Scoppiò a piovere. Alice sorrise e si alzò per guardare fuori dalla finestra. La pioggia a Brunello era anche lei bella. Sembrava di un altro colore o semplicemente meno odiabile e umida. Era come calda. <<Ti piace la pioggia?>> domandò Raul, evidentemente ancora un po’ abbattuto, ma con il solito sorriso allegro. <<La adoro. Ma solo quella di Brunello, quella della città è solo umidità e viscidume. Questa mi fa pensare alle rinascite. Mi fa pensare alla vita. Ci pensi mai? Un fiore che sboccia timidamente dopo un acquazzone, i suoi petali e le foglie grondanti, goccioline che si rifugiano timide. E’ idilliaco.>> <<Quello che dici è poesia.>> rispose lui. Alice si voltò per ribattere, ma a sorpresa se lo ritrovò alle spalle, molto vicino. <<E’ Brunello che è poesia. Io mi limito a leggerla.>> rispose, sfuggendo al suo sguardo. Ma era impossibile. <<Hai mai fatto una pazzia, Ali?>> Gli occhi di Raul erano calamite, la voce suadente e profonda. Alice si sentiva in pericolo con lui, perché ogni sua idea sembrava sensata. <<Io non faccio mai... pazzie.>> Raul allungò una mano e prese la sua, mentre un sorriso gli andava da un orecchio all’altro. <<Togliti le scarpe.>> ordinò a quel punto. Alice strabuzzò gli occhi allibita e lui rafforzò il sorriso con entusiasmo. <<Avanti, Alice! Seguimi!>> Raul si abbassò sulle ginocchia e si liberò senza fatica di calzini e scarpe, e Alice scoppiò a ridere, imitandolo come se non avesse altra scelta. Raul la prese per mano, e schizzò come un razzo fuori dalla casa, trascinandosela dietro. L’acqua le inzuppò i vestiti, giocava tra i suoi ricci come in uno scivolo per poi ricadere tra le pozzanghere con piccoli “splash!”. La sensazione dell’erba bagnata sotto i piedi nudi fu unica: una freschezza immediata, un piacevole solletico, brividi che risalivano lungo le braccia.
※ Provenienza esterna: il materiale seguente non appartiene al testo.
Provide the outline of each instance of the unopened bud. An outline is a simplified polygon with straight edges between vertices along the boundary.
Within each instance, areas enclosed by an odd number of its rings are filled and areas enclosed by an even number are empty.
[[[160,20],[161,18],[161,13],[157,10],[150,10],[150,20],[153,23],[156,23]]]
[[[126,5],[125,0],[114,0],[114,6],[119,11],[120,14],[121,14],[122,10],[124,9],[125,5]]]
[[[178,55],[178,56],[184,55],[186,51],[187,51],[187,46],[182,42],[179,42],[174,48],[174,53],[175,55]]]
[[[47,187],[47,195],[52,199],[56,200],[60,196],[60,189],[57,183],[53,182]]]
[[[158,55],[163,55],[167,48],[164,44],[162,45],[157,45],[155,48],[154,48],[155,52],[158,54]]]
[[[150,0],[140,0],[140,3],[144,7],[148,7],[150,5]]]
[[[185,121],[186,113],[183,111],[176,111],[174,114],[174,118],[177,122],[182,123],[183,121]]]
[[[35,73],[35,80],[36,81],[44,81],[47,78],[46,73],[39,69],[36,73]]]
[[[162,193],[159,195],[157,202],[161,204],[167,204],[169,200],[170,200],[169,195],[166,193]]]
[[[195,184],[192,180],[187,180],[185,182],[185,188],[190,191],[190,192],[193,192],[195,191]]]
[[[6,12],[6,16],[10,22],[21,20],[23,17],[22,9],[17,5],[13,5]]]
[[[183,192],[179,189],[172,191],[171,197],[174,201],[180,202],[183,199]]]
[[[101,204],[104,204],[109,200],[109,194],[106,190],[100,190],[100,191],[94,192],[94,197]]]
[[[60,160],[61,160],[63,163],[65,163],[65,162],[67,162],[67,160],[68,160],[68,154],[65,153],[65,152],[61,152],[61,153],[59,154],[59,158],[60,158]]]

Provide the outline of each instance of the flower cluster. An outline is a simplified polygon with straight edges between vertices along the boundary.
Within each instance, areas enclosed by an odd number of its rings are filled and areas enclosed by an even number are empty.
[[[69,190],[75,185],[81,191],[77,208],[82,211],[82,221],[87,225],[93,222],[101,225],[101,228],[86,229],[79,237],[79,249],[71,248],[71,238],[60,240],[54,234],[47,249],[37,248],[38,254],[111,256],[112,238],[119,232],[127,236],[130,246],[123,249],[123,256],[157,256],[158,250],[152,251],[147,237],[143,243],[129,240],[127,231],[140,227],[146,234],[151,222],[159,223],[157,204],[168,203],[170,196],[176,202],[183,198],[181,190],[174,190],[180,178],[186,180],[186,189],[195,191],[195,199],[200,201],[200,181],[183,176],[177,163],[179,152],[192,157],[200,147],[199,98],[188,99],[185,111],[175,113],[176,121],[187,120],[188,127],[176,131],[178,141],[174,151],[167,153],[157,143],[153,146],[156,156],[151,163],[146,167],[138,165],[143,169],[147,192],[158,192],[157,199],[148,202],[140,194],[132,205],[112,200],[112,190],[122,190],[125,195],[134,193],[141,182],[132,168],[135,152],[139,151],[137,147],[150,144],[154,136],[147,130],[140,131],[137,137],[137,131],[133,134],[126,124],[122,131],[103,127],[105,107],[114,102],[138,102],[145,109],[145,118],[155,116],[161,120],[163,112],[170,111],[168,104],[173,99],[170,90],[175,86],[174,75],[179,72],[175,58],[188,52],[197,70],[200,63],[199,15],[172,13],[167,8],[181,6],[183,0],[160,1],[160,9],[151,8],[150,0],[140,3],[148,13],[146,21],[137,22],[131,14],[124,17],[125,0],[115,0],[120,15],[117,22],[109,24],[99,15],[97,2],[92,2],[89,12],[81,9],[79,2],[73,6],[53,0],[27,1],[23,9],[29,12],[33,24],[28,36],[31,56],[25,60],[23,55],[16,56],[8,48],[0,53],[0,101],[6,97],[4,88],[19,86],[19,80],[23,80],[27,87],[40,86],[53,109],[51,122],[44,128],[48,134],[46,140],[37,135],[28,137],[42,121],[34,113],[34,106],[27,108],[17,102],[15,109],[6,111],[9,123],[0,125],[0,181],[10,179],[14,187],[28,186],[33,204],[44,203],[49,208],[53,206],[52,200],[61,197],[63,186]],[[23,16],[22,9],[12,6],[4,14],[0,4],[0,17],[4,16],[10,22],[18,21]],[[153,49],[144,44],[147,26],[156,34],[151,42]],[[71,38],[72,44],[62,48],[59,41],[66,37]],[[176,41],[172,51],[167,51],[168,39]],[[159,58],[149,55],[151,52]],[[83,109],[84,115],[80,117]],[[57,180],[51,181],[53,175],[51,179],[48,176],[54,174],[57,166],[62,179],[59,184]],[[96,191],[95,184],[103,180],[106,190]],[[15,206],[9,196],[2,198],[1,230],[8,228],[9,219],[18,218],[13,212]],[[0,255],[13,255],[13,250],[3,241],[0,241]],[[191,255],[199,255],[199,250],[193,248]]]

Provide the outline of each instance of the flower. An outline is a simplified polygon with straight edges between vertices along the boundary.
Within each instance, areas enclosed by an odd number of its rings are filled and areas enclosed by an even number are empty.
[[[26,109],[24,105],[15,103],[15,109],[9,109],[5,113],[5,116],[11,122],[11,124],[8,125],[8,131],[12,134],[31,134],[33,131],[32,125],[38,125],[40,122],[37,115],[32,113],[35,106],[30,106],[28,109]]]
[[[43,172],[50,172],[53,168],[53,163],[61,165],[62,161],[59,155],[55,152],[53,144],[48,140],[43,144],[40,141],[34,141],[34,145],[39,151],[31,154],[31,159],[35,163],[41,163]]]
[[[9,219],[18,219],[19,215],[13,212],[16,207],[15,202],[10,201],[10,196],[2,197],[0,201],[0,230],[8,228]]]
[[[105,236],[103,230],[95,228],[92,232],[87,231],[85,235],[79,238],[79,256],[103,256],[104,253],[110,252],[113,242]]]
I ragazzi corsero sotto la pioggia, rincorrendosi, spingendosi, fissarono il cielo, tra le risate, tirarono fuori la lingua per gustare il sapore della pioggia. I vestiti si erano incollati addosso, i capelli sembravano cornice attaccata al viso‌ a ogni passo susseguiva un rumore di pozzanghere profanate e schizzi d’acqua, mentre a ogni tuono Alice trasaliva spaventata. Era tutto cosÏ spontaneo e vivo: il cielo era il teatro e loro abili ballerini. E tutto girava intorno a loro, mentre la pioggia cadeva, il cielo ruggiva, e loro, danzavano.